Il digitale sta trasformando tutto: il modo in cui lavoriamo, ci informiamo, trascorriamo il nostro tempo libero. Che ne sarà, in futuro, di giornali, sportelli bancari, negozi, agenzie di viaggio, partiti?
Per un mondo che tramonta, però, ce n’è uno che sta emergendo con forza. Questa trasformazione in atto ha, inevitabilmente, le sue conseguenze sul mondo del lavoro, ed è aperto il dibattito su quale sia la formazione più adatta sia per i giovani sia per i professionisti: quella scientifica o quella umanistica?
La risposta potrebbe essere scontata, ma non lo è affatto.
La riscoperta della filosofia, i punti deboli della tecnica
Nel dibattito sulla formazione più adatta al mondo contemporaneo si pensa agli studi in ingegneria, ovviamente. O a quelli in informatica, ancora più chiaramente. Ma una figura professionale tradizionale ha senso soprattutto all’interno di un mondo del lavoro relativamente stabile, le cui richieste di specializzazione si inseriscono in un quadro definito.
Questa situazione sta parzialmente cambiando: le nuove figure professionali perdono i loro contorni, sono costrette a forzare i limiti delle proprie definizioni e a sperimentare.
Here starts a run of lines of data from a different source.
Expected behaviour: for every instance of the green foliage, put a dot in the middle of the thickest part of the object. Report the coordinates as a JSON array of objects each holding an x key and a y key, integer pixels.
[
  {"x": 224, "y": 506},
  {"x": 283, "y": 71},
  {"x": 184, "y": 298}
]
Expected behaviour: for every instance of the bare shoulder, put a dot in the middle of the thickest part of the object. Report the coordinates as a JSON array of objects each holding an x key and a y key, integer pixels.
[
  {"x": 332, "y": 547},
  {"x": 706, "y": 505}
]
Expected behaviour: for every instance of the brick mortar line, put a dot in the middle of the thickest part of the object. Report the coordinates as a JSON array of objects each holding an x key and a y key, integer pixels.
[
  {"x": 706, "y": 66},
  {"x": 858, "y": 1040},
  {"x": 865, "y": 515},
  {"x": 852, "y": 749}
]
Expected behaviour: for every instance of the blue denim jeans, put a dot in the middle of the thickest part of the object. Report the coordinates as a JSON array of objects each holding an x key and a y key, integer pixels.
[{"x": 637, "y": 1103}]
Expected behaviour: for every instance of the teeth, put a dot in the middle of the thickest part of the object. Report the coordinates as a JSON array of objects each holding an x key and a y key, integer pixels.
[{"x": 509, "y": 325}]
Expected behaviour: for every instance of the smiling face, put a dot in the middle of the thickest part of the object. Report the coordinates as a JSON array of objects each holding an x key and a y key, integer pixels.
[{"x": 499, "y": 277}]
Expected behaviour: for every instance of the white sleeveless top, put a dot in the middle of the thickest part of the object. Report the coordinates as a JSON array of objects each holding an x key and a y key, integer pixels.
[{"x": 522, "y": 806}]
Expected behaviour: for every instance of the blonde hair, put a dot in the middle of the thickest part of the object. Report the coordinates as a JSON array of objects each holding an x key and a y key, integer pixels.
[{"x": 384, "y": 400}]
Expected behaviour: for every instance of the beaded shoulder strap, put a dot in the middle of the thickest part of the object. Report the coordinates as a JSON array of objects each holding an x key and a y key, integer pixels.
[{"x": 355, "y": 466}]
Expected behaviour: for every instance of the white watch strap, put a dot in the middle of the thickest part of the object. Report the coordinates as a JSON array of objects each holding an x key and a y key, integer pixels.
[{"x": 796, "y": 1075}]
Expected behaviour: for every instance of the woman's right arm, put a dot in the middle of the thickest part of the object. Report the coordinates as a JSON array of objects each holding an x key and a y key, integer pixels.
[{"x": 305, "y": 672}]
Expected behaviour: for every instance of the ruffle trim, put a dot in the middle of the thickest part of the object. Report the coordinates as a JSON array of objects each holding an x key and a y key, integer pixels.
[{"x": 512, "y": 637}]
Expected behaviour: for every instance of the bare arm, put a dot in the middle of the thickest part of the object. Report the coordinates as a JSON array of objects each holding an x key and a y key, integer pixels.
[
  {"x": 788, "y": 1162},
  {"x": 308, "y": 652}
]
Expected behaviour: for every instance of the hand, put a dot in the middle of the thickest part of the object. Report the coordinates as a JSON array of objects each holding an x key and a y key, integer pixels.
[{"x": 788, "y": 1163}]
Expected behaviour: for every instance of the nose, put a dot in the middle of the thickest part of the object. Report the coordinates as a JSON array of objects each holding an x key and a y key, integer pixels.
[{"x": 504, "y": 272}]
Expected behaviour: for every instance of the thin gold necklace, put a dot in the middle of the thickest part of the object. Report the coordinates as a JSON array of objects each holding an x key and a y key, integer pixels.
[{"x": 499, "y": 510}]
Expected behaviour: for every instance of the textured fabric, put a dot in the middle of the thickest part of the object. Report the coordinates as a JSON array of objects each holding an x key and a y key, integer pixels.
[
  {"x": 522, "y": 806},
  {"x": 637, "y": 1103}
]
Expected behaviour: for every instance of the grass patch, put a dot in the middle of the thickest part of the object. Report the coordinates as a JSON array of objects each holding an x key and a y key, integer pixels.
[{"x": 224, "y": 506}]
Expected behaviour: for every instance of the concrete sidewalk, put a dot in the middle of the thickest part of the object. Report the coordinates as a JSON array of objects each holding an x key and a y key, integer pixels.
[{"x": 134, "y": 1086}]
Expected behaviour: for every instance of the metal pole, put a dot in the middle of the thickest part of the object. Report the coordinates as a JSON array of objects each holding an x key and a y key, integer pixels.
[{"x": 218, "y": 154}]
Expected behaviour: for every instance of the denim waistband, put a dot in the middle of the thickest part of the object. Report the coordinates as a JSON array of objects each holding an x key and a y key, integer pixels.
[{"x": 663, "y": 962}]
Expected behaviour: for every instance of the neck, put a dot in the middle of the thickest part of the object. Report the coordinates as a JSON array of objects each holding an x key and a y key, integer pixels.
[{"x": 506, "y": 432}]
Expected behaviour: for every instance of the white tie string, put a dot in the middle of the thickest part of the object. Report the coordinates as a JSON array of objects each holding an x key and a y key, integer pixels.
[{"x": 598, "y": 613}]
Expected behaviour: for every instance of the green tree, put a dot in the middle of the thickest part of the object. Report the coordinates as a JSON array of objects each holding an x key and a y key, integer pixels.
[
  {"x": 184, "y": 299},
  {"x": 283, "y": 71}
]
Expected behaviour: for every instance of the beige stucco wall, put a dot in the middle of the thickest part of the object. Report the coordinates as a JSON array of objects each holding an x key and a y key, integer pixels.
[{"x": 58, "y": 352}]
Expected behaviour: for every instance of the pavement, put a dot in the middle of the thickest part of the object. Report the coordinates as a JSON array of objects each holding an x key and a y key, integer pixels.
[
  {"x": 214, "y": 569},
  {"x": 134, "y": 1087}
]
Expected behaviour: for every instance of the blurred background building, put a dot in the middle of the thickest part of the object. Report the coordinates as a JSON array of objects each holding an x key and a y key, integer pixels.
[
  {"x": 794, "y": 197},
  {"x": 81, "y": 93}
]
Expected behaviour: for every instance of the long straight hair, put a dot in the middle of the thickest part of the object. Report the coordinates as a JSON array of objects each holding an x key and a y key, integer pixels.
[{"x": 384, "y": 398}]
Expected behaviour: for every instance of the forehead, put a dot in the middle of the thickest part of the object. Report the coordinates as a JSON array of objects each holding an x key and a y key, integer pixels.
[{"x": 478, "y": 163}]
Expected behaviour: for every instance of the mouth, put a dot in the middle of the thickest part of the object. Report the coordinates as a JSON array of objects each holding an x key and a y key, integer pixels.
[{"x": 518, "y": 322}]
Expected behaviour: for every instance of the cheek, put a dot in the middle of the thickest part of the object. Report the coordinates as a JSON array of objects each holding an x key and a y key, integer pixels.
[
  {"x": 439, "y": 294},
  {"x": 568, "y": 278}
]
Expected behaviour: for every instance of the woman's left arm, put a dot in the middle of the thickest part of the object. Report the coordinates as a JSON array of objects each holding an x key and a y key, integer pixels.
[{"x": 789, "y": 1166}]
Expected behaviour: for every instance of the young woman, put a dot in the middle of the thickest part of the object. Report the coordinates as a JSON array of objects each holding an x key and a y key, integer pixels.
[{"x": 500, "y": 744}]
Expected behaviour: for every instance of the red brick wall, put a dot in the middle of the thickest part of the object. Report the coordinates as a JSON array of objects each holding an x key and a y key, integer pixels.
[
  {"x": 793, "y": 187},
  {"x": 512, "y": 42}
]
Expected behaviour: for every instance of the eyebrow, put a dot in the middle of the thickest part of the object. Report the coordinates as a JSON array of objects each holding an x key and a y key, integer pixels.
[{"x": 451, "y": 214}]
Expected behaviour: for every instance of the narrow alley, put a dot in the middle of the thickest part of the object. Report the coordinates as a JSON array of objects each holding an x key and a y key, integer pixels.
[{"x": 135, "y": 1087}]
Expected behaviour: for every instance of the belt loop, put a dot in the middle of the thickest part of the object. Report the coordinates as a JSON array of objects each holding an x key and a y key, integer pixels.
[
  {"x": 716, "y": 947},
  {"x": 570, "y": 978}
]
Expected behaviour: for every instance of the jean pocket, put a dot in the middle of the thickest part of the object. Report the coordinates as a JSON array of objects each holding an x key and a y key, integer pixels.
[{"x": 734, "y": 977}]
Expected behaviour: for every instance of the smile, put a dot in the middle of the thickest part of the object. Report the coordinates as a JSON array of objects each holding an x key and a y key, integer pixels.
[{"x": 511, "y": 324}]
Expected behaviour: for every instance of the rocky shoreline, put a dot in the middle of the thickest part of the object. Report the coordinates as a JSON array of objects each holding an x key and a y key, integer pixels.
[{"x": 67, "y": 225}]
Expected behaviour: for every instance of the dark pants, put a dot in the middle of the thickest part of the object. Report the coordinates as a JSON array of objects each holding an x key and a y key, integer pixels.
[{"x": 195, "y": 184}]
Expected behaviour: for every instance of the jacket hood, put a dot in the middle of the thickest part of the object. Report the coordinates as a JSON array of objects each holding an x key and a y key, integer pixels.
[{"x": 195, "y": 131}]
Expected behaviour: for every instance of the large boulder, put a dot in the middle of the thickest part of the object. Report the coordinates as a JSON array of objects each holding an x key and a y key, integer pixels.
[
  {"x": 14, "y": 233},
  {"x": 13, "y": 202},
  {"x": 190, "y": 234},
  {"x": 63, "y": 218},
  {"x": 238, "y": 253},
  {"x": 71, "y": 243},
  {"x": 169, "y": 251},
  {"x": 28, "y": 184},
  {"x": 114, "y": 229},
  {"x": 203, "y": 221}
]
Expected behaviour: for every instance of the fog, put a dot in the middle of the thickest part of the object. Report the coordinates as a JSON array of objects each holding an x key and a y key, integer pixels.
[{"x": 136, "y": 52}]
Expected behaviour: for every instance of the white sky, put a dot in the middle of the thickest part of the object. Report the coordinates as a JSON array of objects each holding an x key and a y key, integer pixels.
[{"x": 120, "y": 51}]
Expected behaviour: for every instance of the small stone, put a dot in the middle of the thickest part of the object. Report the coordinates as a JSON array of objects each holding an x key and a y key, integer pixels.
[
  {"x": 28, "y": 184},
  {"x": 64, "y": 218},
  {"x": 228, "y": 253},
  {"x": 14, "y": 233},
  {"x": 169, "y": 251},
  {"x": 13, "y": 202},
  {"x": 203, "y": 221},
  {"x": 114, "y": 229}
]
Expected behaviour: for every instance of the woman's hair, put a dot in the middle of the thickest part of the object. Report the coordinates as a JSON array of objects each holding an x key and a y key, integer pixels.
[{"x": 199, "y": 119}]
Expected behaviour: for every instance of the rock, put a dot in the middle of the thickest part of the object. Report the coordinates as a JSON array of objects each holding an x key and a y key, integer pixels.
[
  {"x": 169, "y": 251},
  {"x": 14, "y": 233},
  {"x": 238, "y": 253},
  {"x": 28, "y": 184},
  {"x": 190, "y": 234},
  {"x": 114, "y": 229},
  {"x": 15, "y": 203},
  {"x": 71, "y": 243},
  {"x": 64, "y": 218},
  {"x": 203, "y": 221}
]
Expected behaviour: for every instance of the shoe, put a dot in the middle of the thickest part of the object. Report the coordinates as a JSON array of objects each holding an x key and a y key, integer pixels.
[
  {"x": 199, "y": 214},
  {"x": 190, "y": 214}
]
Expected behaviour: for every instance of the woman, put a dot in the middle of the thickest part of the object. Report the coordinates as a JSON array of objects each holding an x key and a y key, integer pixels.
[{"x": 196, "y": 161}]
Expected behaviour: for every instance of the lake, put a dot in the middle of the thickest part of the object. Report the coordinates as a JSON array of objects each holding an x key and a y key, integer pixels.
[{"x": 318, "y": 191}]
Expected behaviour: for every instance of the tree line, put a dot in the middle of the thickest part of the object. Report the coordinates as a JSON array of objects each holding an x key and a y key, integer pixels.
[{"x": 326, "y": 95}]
Oggi, un atteggiamento aperto e critico nei confronti di un contesto in trasformazione costituisce un elemento imprescindibile per il ripensamento dell’organizzazione del lavoro nell’era del digitale.
In questo contesto, da almeno alcuni decenni, si sta verificando una riscoperta della filosofia. Almeno nel mondo anglosassone. Secondo uno studio[1] di David Deming, dell’Università di Harvard, tra il 1980 e il 2012, negli Stati Uniti, i lavori che richiedono alti livelli di interazione sociale sono cresciuti di quasi 12 punti percentuali.
Nello stesso periodo, i lavori ad alta “intensità matematica” ma meno “sociali”, tra cui molte occupazioni STEM – science, technology, engineering and mathematics – si sono ridotti di 3,3 punti.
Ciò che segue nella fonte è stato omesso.